SEOUL, Jan. 12 (Yonhap) -- The president's pick for chief auditor gave up his nomination on Wednesday after being pounded for a nine-digit salary that he received from a law firm and his role in a prosecution probe that had implicated the president.
Chung Tong-ki, a former senior prosecutor, stepped down 12 days after President Lee Myung-bak named him on Dec. 31 to head the Board of Audit and Inspection (BAI) in a Cabinet reshuffle.
While apologetic for the controversy his nomination caused, Chung was bitter in his statement read to a news conference, saying his private life was "maliciously distorted and trodden upon" by political interests.
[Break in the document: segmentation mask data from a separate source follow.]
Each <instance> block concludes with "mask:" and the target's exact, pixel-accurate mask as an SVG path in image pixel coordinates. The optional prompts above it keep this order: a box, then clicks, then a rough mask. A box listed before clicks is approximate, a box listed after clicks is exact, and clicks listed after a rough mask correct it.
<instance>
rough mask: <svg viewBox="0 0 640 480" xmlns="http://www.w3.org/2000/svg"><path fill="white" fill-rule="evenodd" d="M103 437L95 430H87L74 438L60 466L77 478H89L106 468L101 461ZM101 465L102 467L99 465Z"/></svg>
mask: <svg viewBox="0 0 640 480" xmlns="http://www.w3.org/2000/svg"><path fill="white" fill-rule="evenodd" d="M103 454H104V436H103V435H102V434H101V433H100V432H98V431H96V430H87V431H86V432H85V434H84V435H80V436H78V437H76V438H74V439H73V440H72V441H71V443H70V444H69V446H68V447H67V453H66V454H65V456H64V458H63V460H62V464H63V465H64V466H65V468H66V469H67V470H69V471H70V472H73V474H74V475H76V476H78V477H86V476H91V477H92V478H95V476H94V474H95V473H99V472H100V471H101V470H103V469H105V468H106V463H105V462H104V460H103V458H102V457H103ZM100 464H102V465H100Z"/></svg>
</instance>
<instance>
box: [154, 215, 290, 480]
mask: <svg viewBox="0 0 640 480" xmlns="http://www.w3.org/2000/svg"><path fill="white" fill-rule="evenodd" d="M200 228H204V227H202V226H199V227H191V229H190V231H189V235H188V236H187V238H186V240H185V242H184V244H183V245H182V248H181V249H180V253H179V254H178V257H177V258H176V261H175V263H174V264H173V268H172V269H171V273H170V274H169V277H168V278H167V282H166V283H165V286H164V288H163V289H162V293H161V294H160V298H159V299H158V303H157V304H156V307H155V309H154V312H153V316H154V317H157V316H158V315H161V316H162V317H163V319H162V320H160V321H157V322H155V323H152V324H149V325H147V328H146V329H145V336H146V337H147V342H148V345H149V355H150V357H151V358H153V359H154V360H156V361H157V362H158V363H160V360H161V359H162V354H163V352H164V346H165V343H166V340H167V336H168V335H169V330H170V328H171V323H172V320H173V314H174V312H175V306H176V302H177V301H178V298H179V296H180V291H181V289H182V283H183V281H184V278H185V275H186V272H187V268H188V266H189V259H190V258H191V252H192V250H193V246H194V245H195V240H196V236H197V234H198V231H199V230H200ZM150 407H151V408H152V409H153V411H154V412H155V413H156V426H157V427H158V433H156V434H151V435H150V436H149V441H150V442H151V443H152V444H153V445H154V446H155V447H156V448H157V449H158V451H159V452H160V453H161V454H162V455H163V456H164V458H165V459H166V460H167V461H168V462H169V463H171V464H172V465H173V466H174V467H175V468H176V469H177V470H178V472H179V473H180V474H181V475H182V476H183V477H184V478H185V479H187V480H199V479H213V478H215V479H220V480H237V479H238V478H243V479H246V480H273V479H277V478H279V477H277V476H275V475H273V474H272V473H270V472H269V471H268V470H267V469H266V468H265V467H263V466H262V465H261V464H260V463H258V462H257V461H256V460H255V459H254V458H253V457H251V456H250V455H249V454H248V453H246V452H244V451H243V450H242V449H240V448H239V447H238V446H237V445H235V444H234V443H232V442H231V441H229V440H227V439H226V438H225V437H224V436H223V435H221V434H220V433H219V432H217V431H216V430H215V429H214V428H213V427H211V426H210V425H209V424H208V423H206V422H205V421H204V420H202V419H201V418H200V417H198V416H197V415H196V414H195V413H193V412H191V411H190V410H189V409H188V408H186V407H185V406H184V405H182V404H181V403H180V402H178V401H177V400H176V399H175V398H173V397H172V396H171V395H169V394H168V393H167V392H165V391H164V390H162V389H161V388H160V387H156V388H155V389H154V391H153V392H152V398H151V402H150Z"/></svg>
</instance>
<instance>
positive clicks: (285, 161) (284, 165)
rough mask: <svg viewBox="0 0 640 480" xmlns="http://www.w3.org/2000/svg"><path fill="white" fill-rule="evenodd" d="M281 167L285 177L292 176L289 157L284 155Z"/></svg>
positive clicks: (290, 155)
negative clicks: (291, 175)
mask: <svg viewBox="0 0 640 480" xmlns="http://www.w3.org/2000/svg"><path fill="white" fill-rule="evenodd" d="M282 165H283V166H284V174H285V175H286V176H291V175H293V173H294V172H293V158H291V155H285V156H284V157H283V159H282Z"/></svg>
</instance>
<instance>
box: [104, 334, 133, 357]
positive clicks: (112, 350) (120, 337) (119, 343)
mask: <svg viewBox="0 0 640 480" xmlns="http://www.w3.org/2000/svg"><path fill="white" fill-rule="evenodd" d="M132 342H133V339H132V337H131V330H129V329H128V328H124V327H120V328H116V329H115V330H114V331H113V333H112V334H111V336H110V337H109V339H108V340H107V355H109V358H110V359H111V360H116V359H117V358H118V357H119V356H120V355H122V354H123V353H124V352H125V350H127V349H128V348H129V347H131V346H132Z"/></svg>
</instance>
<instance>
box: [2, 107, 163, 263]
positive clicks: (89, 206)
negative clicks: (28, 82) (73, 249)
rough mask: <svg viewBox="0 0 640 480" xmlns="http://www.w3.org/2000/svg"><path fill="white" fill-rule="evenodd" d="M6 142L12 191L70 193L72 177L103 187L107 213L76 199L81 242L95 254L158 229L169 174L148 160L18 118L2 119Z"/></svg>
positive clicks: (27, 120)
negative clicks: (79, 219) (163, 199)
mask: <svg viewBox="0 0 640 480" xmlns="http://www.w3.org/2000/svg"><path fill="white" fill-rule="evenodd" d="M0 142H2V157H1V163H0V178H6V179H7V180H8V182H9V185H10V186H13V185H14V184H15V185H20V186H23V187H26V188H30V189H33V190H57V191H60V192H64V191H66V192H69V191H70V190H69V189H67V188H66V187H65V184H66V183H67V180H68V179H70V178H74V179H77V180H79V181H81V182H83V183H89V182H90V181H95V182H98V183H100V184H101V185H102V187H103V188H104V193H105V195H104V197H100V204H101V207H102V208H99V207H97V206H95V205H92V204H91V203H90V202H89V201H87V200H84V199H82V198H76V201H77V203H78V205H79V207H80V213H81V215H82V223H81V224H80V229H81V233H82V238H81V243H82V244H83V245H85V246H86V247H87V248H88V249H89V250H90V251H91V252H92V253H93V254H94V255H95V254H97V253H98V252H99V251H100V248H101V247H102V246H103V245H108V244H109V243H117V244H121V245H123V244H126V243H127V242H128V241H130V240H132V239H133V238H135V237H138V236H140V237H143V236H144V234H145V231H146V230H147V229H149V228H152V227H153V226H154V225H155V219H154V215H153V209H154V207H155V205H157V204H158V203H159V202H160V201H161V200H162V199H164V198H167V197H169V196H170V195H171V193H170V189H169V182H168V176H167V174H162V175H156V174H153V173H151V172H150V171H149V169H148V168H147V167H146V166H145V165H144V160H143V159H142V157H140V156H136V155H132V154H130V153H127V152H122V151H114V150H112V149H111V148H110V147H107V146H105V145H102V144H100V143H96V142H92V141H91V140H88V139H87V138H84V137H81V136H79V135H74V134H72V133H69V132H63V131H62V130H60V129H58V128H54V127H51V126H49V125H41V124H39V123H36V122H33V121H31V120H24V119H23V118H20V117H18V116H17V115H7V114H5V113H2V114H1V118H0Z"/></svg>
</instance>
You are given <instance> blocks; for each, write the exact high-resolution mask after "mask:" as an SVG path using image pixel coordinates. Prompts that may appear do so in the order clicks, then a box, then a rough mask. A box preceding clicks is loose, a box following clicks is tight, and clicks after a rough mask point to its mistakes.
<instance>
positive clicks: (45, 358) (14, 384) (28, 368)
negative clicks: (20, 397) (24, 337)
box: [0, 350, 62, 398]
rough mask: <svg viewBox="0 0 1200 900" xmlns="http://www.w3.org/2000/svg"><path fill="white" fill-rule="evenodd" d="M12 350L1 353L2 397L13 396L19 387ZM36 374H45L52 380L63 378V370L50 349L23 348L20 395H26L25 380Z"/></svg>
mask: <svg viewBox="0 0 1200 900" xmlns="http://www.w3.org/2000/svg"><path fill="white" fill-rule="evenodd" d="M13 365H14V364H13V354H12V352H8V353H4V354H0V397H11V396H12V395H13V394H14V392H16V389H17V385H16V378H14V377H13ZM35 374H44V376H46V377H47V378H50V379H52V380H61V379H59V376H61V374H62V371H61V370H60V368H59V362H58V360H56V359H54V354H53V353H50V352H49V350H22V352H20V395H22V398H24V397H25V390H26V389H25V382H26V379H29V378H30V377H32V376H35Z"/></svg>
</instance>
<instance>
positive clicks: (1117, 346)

Chung came under fire after he was found to have received a monthly salary of about 100 million won (US$89,500) while working for a Seoul-based law firm for seven months in 2008, after serving briefly on Lee's presidential transition team.
The large paycheck cast him as highly privileged, an image that does not mesh well with the public or, as critics argue, the image of the top auditor.
The opposition also highlighted the nominee's role as a prosecutor in investigating a financial scam that involved President Lee, who was later cleared of charges. In the case widely known as the "BBK scandal" named after a company co-established by Lee and a Korean-American businessman, the partner was sentenced to jail for embezzlement and stock price manipulation. Lee won the presidential election in 2007 by a landslide in spite of the scandal.
Lawmakers also suspected Chung led the government's alleged surveillance of civilians as Lee's chief civil affairs aide.
On Monday, the ruling Grand National Party (GNP) declared him "unfit" for the position and asked him to bow out. Chung criticized the party, saying demanding him to resign before a confirmation hearing "was nothing short of a death sentence."
The unexpected move by the GNP irked the presidential office, which expressed "deep regret" at the GNP's decision. Political analysts saw the clash as a sign that the Lee administration was waning in power with two years left in its five-year term that ends in February 2013.
Critics have said the president's repeated appointment of his close confidants to key ministerial posts runs against a "fair society" drive that he launched as he passed the halfway point of his term last summer.